WELLINGTON, New Zealand (Radio New Zealand International, April 14, 2010) – Tokelau has declared its intention to outlaw whaling in its 290,000 square kilometers exclusive economic zone.

This brings to 11 the number of Pacific nations and territories to have created sanctuaries protecting whales within their waters.

[PIR editor’s note: Tokelau, a territory of New Zealand, is a group of three atolls located north of the Samoas. The atolls have a population of about 1,400.]

Fakaofo’s traditional leader, Aliki Faipule Foua Toloa, says steps are needed to conserve the species, which has a cultural and spiritual significance for many Tokelauans.

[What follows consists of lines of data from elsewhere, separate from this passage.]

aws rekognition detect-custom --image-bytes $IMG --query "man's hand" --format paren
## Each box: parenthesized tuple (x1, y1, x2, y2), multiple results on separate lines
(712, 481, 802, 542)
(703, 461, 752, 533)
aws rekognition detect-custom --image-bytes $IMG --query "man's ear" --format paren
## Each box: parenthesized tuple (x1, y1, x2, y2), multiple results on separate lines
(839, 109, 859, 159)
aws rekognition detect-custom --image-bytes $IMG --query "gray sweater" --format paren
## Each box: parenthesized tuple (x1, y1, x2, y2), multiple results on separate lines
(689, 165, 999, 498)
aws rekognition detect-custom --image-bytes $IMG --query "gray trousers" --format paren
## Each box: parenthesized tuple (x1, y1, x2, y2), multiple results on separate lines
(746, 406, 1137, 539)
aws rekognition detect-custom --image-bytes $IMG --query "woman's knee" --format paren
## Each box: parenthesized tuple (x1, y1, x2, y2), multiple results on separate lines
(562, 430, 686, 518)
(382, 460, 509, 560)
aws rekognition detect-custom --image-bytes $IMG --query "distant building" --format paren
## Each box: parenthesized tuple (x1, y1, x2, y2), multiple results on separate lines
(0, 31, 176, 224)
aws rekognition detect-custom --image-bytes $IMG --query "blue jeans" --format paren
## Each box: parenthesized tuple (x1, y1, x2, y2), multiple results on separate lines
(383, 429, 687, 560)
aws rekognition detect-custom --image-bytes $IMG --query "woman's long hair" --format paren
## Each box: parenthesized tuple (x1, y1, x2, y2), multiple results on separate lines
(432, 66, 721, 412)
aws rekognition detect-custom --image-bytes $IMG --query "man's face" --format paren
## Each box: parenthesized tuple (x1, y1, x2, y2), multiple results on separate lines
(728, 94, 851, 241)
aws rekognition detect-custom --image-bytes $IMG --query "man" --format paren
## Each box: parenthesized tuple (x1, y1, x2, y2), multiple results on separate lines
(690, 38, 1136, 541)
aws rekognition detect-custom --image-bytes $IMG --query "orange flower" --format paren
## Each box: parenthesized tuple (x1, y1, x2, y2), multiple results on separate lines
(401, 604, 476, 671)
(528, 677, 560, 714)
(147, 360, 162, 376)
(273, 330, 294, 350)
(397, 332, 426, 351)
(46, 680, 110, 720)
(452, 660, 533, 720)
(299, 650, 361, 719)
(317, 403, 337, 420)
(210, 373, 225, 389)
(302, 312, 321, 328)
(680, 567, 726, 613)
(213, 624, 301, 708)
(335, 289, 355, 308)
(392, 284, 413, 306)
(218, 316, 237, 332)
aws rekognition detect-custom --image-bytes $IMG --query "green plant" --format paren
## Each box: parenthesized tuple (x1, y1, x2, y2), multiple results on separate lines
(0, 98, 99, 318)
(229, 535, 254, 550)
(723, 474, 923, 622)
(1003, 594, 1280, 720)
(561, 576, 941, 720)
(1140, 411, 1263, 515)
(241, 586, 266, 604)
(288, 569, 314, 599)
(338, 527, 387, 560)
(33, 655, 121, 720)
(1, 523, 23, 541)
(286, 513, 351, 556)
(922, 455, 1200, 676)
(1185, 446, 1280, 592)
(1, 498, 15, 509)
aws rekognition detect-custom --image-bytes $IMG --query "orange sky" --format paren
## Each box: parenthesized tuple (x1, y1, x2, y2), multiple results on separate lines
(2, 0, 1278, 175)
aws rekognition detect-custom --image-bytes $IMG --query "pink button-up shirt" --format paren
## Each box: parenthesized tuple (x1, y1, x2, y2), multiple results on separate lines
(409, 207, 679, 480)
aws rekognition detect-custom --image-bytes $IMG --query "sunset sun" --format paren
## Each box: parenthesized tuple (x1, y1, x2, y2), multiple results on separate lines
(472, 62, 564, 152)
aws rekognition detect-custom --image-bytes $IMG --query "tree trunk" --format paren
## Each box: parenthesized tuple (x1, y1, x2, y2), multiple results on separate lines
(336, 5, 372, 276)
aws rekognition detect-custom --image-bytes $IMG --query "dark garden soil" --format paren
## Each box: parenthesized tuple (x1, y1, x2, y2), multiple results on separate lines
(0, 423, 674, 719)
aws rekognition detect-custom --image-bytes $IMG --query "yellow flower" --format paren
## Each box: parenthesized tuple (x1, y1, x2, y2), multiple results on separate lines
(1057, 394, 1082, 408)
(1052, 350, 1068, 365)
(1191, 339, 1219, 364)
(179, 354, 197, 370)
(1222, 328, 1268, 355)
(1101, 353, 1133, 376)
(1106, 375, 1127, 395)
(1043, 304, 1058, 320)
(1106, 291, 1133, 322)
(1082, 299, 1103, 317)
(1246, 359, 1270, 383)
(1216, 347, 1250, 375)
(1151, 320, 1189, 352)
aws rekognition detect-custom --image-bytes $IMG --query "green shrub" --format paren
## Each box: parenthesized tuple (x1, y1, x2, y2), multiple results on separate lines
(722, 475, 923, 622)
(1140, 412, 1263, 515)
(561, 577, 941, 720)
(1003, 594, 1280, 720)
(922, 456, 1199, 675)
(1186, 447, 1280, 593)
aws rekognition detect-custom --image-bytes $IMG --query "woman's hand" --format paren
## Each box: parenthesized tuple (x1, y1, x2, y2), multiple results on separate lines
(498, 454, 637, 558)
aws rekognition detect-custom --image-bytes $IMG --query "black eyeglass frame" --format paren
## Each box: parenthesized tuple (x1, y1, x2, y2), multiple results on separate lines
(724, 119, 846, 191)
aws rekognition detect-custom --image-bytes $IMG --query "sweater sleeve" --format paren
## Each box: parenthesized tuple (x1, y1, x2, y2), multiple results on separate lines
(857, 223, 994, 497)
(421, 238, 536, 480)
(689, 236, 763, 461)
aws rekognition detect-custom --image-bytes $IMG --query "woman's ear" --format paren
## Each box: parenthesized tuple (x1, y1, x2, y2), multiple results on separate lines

He says Tokelau’s Council made an informed decision based on various scientific data and he hopes other Pacific nations, which haven’t done so already, will do the same.

"It’s a wise decision on behalf of Tokelau to do that. And I believe its adding to the solidarity of the Pacific on issues like this especially as it is a very important resource."

Aliki Faipule Foua Toloa

Tokelau made the declaration at today’s gathering of the South Pacific Whale Research Consortium in Auckland.

Meanwhile an official with New Zealand’s Ministry of Foreign Affairs says the territory is constitutionally required to discuss such a move with Wellington and is yet to do so.